For a coding agent, degradation is damage

A degraded chat answer is annoying. A degraded agent action is damage.

Claude Code is not a single question and answer. It is a loop: read a file, form a plan, choose a tool, execute, interpret the result, revise, continue. Each step becomes context for the next. If step three is wrong, steps four through ten are contaminated. The agent doesn’t pause to reconsider. It keeps moving, because moving is what agents do.

And here is why process matters more than output: before the code is obviously broken, the work pattern gets strange. The agent opens files with no bearing on the task. It reruns commands whose results it already has. It proposes patches that don’t follow from the failing test. It accepts a correction, then takes the same wrong branch again. Every tool call is valid. Every edit is syntactically legal. But the trajectory is nonsense.

By the time the final output looks suspicious, the process has already been wrong for ten minutes.

The first visible symptom of agent failure is often not bad code. It is a bad trajectory.

The observability gap

Infrastructure monitoring asks: did the request complete? Process review asks: does the work make sense?

These are fundamentally different questions. A status page can tell you whether tokens were served. It cannot tell you whether the agent is reading the right files, whether its tool calls follow from its observations, whether it incorporated a correction or just acknowledged it, or whether the patch it is about to write contradicts the test failure it just saw.

That gap is where damage hides.

The dangerous part is the part that works

We caught it because we had a reviewer watching the agent’s process in real time – not grading the output after the fact, but watching which files it opened, which tools it called, and whether those decisions tracked with the evidence in the session. The reviewer blocked the bad tool calls before they wrote broken code to disk. It flagged the trajectory going wrong before the output existed.
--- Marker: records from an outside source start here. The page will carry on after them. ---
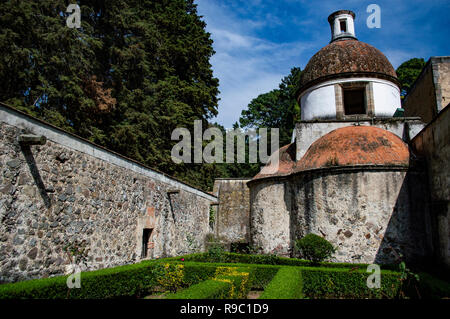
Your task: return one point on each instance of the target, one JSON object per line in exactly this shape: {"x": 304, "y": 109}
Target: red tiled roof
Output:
{"x": 347, "y": 146}
{"x": 346, "y": 56}
{"x": 355, "y": 145}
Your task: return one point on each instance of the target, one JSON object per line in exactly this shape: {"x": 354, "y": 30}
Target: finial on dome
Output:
{"x": 342, "y": 25}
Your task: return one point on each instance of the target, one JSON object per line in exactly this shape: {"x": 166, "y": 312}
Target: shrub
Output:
{"x": 228, "y": 282}
{"x": 314, "y": 248}
{"x": 261, "y": 275}
{"x": 216, "y": 253}
{"x": 287, "y": 284}
{"x": 347, "y": 283}
{"x": 238, "y": 278}
{"x": 170, "y": 276}
{"x": 123, "y": 281}
{"x": 208, "y": 289}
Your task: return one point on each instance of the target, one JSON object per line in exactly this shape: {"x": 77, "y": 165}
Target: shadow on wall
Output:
{"x": 408, "y": 235}
{"x": 29, "y": 158}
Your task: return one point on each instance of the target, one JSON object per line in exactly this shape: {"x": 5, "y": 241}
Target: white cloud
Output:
{"x": 246, "y": 64}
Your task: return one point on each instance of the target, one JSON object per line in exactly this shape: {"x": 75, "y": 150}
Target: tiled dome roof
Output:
{"x": 344, "y": 58}
{"x": 347, "y": 146}
{"x": 355, "y": 145}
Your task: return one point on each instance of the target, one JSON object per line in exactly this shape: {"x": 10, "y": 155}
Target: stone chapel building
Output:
{"x": 358, "y": 173}
{"x": 354, "y": 173}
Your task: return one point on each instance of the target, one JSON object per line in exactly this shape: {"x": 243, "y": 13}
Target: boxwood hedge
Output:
{"x": 287, "y": 284}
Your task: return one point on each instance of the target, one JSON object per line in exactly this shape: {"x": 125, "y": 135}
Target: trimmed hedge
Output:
{"x": 208, "y": 289}
{"x": 234, "y": 284}
{"x": 287, "y": 284}
{"x": 122, "y": 281}
{"x": 345, "y": 283}
{"x": 275, "y": 260}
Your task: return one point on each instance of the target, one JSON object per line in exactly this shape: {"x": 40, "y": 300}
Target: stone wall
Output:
{"x": 71, "y": 191}
{"x": 233, "y": 215}
{"x": 368, "y": 215}
{"x": 431, "y": 91}
{"x": 270, "y": 215}
{"x": 433, "y": 143}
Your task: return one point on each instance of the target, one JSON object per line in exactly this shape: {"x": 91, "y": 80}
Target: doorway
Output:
{"x": 146, "y": 245}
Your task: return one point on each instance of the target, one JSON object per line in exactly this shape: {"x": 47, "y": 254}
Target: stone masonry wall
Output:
{"x": 369, "y": 216}
{"x": 433, "y": 144}
{"x": 421, "y": 100}
{"x": 55, "y": 195}
{"x": 233, "y": 215}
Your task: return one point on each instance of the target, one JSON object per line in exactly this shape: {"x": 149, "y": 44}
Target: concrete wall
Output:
{"x": 370, "y": 216}
{"x": 431, "y": 92}
{"x": 433, "y": 143}
{"x": 306, "y": 133}
{"x": 70, "y": 190}
{"x": 233, "y": 214}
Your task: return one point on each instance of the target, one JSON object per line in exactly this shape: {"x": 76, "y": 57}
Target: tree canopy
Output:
{"x": 408, "y": 72}
{"x": 131, "y": 74}
{"x": 275, "y": 109}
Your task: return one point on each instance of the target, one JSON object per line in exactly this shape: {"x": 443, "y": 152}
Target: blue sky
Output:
{"x": 257, "y": 42}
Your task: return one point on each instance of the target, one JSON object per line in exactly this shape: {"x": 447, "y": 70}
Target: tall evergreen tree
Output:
{"x": 131, "y": 74}
{"x": 408, "y": 72}
{"x": 277, "y": 108}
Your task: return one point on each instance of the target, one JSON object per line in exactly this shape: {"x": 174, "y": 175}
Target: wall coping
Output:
{"x": 14, "y": 117}
{"x": 332, "y": 170}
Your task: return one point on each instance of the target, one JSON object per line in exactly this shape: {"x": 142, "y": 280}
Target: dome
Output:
{"x": 343, "y": 147}
{"x": 346, "y": 58}
{"x": 355, "y": 145}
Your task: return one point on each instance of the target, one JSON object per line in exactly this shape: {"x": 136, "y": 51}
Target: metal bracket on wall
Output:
{"x": 30, "y": 139}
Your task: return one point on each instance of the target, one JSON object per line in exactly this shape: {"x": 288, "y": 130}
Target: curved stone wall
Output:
{"x": 370, "y": 215}
{"x": 269, "y": 217}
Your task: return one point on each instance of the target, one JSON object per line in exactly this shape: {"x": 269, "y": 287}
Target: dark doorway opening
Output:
{"x": 343, "y": 24}
{"x": 147, "y": 232}
{"x": 354, "y": 101}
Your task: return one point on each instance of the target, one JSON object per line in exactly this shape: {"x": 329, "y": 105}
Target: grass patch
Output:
{"x": 287, "y": 284}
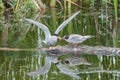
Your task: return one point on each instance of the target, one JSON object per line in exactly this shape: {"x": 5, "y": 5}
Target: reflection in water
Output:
{"x": 18, "y": 64}
{"x": 63, "y": 69}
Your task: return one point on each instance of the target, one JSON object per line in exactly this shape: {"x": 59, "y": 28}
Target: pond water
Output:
{"x": 16, "y": 64}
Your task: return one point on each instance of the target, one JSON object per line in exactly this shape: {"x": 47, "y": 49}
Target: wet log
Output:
{"x": 84, "y": 49}
{"x": 67, "y": 49}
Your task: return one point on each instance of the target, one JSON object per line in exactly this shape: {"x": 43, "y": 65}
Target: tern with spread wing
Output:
{"x": 52, "y": 39}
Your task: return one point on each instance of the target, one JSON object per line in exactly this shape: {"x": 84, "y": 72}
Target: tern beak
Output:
{"x": 60, "y": 38}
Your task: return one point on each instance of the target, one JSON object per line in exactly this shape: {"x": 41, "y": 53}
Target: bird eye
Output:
{"x": 66, "y": 37}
Most people don’t have that.

Most people have Claude Code writing files, and a developer reviewing the result at the end – if they review it at all. During a partial outage, that developer sees the same confident output they always see. The terminal fills up. Files get written. The agent says “done.” Nothing in that experience signals that the system was serving degraded reasoning underneath valid-looking responses.

THE RISK
The dangerous requests are not the ones that error. They are the ones that return confidently enough to be trusted.